1.) Mouse preparation
1.1) Anesthetize mouse with lethal dose of appropriate pharmacological agent (e.g. Nembutal) to render amenable to surgical manipulation.
1.2) Perfuse transcardially with ice-cold Perfusion Buffer until mouse is exsanguinated.
2.) Skull preparation and brain removal
2.1.) Using large scissors, sever mouse head just above shoulders.
2.2.) Using angled dissection scissors, beginning at caudal aspect, carefully detatch skin and flesh from skull, working rostrally until all skin is removed.
2.3.) Sever eyes at the optic nerve and remove.
2.4.) Turn head over so that ventral aspect of the jaw is facing up. Slide angled dissection scissors through the oral cavity until you feel the resistance of the mandibular junction. Sever the large muscles connecting the lower jaw to the skull; remove.
2.5.) Using angled dissection scissors, remove the lower orbits on each side of the skull (the squamosae, zygomatic and maxillae).
2.6.) Working quickly, use scissors to all clean flesh from all aspects of skull.
2.7.) With large scissors, remove the nasal bone with a coronal cut along the suture that defines its most caudal point, thus preserving the olfactory lobes.
2.87.) With the tips of the angled dissection scissors, carefully cut shallowly around the skull, being careful to leave the brain within undamaged. Begin and end superior to the external acoustic meatus (the “earholes”).
2.9.) Remove the lower portion of the skull; discard. Scoop the brain out of the upper half of the skull, and place both brain and skull-cap in a 50 mL falcon tube with 10 mL ice-cold FACS buffer (or suitable cell culture medium, e.g. DMEM-10, RPMI 1640).
3.) Removal of meninges
3.1.) Place brain and skull-cap, with medium, in petri dish under a dissecting microscope. With a scalpel, separate brainstem/cerebellum from cerebrum.
3.2.) Hemisect the cerebrum with scalpel along the longitudinal fissure. Working from medial to lateral, peel meninges (pia and arachnoid mater) from the surface of the brain.
Pay special attention to the ventral aspect of the brain, as it is a rich source of meningeal tissue. Choroid plexus epithelium and associated leukocytes also lie within the lateral and third ventricles, and can be removed easily if so desired. When the cerebral hemispheres are fully stripped of meninges and choroid plexus, remove from the petri dish, leaving dissected material in the medium.
3.2.) Separate the cerebellum from the brainstem; the space between houses the fourth ventricle, another source of meningeal tissue. The ventral aspect of the brainstem can generally be peeled off in a single section. The dorsal cerebellar meninges must be removed piecewise, as with the cerebral meninges. When the cerebellum and brainstem are fully stripped of meninges and choroid plexus, remove from the petri dish, leaving dissected material in the medium.
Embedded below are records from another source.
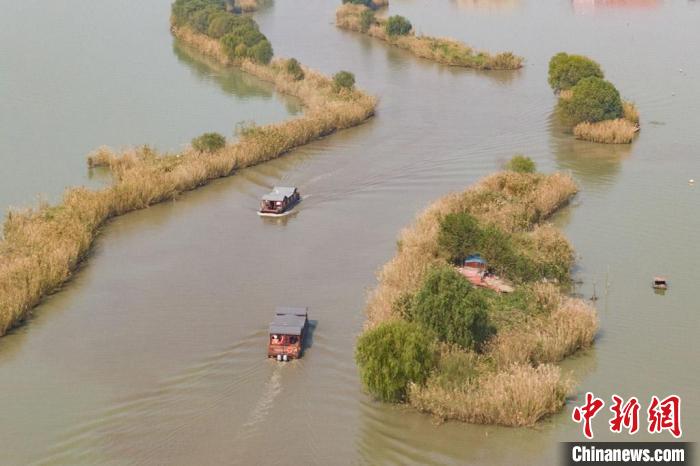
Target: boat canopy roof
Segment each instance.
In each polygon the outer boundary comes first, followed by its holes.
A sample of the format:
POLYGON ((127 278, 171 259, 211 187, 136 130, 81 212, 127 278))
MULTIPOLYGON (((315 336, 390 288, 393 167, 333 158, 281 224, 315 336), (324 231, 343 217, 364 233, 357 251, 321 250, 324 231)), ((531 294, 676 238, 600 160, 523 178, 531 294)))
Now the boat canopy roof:
POLYGON ((278 307, 275 319, 270 323, 270 333, 301 335, 307 315, 306 307, 278 307))
POLYGON ((464 263, 466 264, 467 262, 476 262, 478 264, 486 265, 486 260, 483 257, 481 257, 480 254, 472 254, 470 256, 467 256, 467 258, 464 259, 464 263))
POLYGON ((291 197, 297 188, 287 186, 275 186, 272 191, 263 196, 263 201, 283 201, 286 197, 291 197))

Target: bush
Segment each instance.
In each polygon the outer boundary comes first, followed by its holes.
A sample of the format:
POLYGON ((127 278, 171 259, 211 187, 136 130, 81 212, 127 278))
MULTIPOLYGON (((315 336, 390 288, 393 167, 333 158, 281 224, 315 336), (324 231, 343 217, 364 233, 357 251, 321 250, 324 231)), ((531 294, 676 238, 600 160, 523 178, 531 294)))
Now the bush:
POLYGON ((399 15, 389 17, 384 27, 389 36, 405 36, 413 29, 411 22, 399 15))
POLYGON ((250 58, 264 65, 270 63, 273 54, 272 45, 270 45, 270 41, 267 39, 261 40, 249 50, 250 58))
POLYGON ((360 30, 362 32, 369 31, 369 28, 374 24, 374 11, 363 10, 360 13, 360 30))
POLYGON ((555 91, 571 89, 580 80, 589 77, 603 78, 600 65, 582 55, 558 53, 549 61, 549 85, 555 91))
POLYGON ((216 152, 226 146, 226 138, 219 133, 204 133, 192 139, 192 147, 199 152, 216 152))
POLYGON ((355 350, 362 383, 382 401, 405 401, 409 384, 425 383, 435 366, 434 343, 429 331, 403 320, 366 331, 355 350))
POLYGON ((583 121, 614 120, 622 116, 620 93, 610 82, 590 77, 571 88, 571 98, 560 99, 562 115, 572 126, 583 121))
POLYGON ((349 71, 338 71, 333 75, 333 86, 336 91, 352 89, 355 86, 355 75, 349 71))
POLYGON ((352 3, 353 5, 364 5, 367 8, 374 8, 372 0, 343 0, 343 4, 352 3))
POLYGON ((301 81, 304 79, 304 70, 296 58, 290 58, 287 60, 287 73, 294 78, 295 81, 301 81))
POLYGON ((220 39, 229 32, 233 31, 238 24, 240 24, 238 17, 222 11, 214 16, 209 22, 207 35, 209 37, 213 37, 214 39, 220 39))
POLYGON ((535 173, 537 166, 530 157, 518 154, 506 164, 506 170, 518 173, 535 173))
POLYGON ((440 341, 478 350, 493 334, 487 306, 466 278, 452 267, 443 266, 428 272, 408 315, 435 332, 440 341))

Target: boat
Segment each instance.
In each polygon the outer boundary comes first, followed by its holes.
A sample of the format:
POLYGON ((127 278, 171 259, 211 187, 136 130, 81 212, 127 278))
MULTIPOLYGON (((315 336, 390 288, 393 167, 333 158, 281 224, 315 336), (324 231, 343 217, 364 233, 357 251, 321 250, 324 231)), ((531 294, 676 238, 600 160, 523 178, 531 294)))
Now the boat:
POLYGON ((299 190, 295 187, 275 186, 265 194, 260 203, 258 215, 261 217, 283 217, 301 201, 299 190))
POLYGON ((651 281, 651 286, 655 290, 667 290, 668 281, 666 280, 666 277, 654 277, 654 279, 651 281))
POLYGON ((506 280, 489 272, 488 263, 479 254, 472 254, 464 259, 462 266, 457 267, 457 271, 474 286, 488 288, 499 293, 515 291, 515 288, 506 280))
POLYGON ((304 349, 304 337, 309 328, 309 309, 278 307, 270 323, 267 357, 278 361, 299 359, 304 349))

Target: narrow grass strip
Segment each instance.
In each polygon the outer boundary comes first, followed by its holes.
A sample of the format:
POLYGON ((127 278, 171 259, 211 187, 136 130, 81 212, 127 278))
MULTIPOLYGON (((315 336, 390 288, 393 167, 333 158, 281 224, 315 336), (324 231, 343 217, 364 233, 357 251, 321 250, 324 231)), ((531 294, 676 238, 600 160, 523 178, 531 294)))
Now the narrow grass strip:
POLYGON ((341 5, 336 11, 336 25, 342 29, 381 39, 421 58, 445 65, 480 70, 516 70, 523 66, 523 58, 511 52, 494 55, 477 51, 454 39, 416 35, 413 31, 406 35, 390 36, 385 31, 386 20, 376 16, 372 16, 373 19, 369 25, 363 27, 362 15, 368 11, 370 9, 364 5, 350 3, 341 5))

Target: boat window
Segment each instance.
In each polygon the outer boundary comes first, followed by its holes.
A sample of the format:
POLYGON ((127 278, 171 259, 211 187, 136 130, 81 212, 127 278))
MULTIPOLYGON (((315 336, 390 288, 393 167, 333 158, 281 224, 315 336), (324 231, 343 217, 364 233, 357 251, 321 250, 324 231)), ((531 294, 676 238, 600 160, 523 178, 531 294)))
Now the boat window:
POLYGON ((296 345, 298 342, 299 342, 299 337, 297 337, 297 336, 289 337, 289 344, 290 345, 296 345))

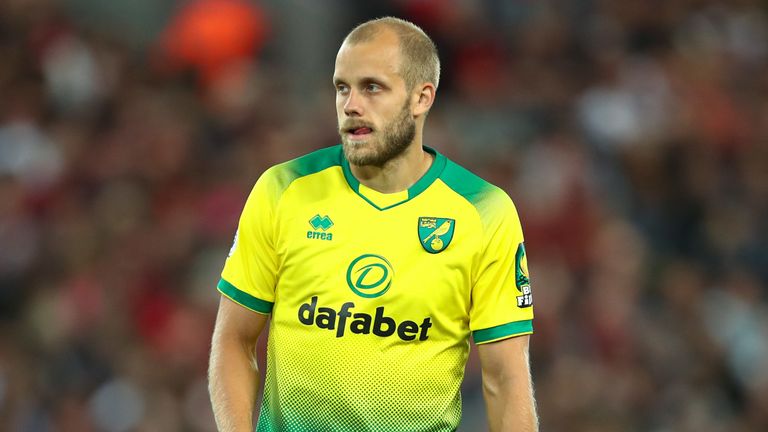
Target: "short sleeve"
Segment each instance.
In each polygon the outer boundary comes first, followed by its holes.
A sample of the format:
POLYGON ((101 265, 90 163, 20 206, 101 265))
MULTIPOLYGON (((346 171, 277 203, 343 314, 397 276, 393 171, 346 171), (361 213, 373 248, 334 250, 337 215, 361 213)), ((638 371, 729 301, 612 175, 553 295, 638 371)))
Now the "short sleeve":
POLYGON ((272 311, 277 274, 273 216, 278 197, 269 174, 259 178, 248 196, 217 287, 224 296, 263 314, 272 311))
POLYGON ((501 190, 481 214, 483 247, 474 273, 470 329, 477 344, 533 333, 533 301, 523 231, 501 190))

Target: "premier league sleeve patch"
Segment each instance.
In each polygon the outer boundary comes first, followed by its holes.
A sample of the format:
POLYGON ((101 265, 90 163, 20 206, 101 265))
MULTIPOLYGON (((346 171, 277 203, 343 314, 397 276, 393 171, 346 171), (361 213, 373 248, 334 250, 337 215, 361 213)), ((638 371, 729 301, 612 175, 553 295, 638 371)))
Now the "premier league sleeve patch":
POLYGON ((456 228, 454 219, 420 217, 419 243, 429 253, 440 253, 451 244, 454 228, 456 228))
POLYGON ((525 245, 517 245, 515 253, 515 286, 520 291, 517 297, 517 307, 527 308, 533 305, 533 296, 531 295, 531 280, 528 276, 528 258, 525 256, 525 245))
POLYGON ((238 229, 235 231, 235 239, 232 240, 232 247, 229 249, 229 255, 227 255, 227 258, 231 257, 232 254, 235 253, 235 249, 237 249, 237 235, 240 233, 240 230, 238 229))

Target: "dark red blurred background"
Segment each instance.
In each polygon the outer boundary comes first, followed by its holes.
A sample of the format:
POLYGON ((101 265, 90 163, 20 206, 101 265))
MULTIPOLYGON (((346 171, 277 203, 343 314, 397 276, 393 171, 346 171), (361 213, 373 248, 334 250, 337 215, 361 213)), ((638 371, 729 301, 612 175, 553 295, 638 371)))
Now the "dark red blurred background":
POLYGON ((0 429, 215 429, 241 206, 337 142, 336 50, 382 15, 438 44, 426 144, 520 211, 542 430, 768 430, 757 0, 0 2, 0 429))

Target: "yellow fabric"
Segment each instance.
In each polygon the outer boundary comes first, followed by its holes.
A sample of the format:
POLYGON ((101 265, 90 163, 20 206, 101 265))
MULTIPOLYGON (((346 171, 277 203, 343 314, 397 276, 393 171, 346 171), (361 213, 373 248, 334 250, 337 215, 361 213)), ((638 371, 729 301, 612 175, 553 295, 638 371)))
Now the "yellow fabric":
POLYGON ((454 430, 470 332, 532 332, 514 205, 477 177, 457 193, 469 174, 437 153, 436 178, 401 194, 350 184, 340 147, 320 153, 257 181, 219 284, 271 308, 258 430, 454 430))

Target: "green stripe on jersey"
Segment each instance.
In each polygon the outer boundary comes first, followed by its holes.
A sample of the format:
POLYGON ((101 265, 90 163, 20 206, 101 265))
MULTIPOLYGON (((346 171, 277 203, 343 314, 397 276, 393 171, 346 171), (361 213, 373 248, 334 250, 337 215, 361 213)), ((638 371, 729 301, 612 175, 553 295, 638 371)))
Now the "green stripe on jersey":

3.3.) Beginning at the rostral-most interior point of the skull-cap, carefully score meninges with the tip of a Dumont #5 forceps, moving along the edge of the interior of the skull-cap until meninges (dura and arachnoid mater) are scored 360º. If meninges have been completely scored, they can then be peeled whole from the inside of the skull. Remove skull from media and discard
4.) Single cell suspension
4.1.) Place a nylon cell screen (70 μm) atop a 50 mL Falcon tube in ice. Pipette dissected tissue and media directly onto screen. With the wide tip a plastic plunger (from a 1 ml syringe), gently but firmly press meningeal tissue with a circular motion (~40x) through the screen. Connective tissue will not pass through the screen well and will remain; lymphocytes, any glial cells or neurons, and debris will pass through. Do not mash too quickly or heat will be generated by friction of the plunger against the screen. With a clean pipette, pass 20 mL additional media through the screen while continuing to mash with plunger; this will dislodge any cells caught in the screen.
4.2.) Centrifuge at 300 RCF for 10 m at 4ºC. Decant supernatant and resuspend in desired medium for downstream applications. Triturate gently to break up pellet. Yield should be 5X105 viable nucleated cells including T lymphocytes, myeloid cells, and granulocytes per meninges, with 10% purity for leukocytes (CD45-high cells). Non-leukocytes can be easily gated out in FACS by scatter properties and/or negativity for CD45-high labeling and a viability dye; further purity for cell culture can be achieved by benchtop (e.g. magnetic columns) or flow cytometric sorting or by ficoll paque gradient. However, we routinely label crude preparations with excellent success–CD45 and live/dead labeling is sufficient to gate out unwanted debris and ensures that as few cells are lost between dissection and analysis as possible.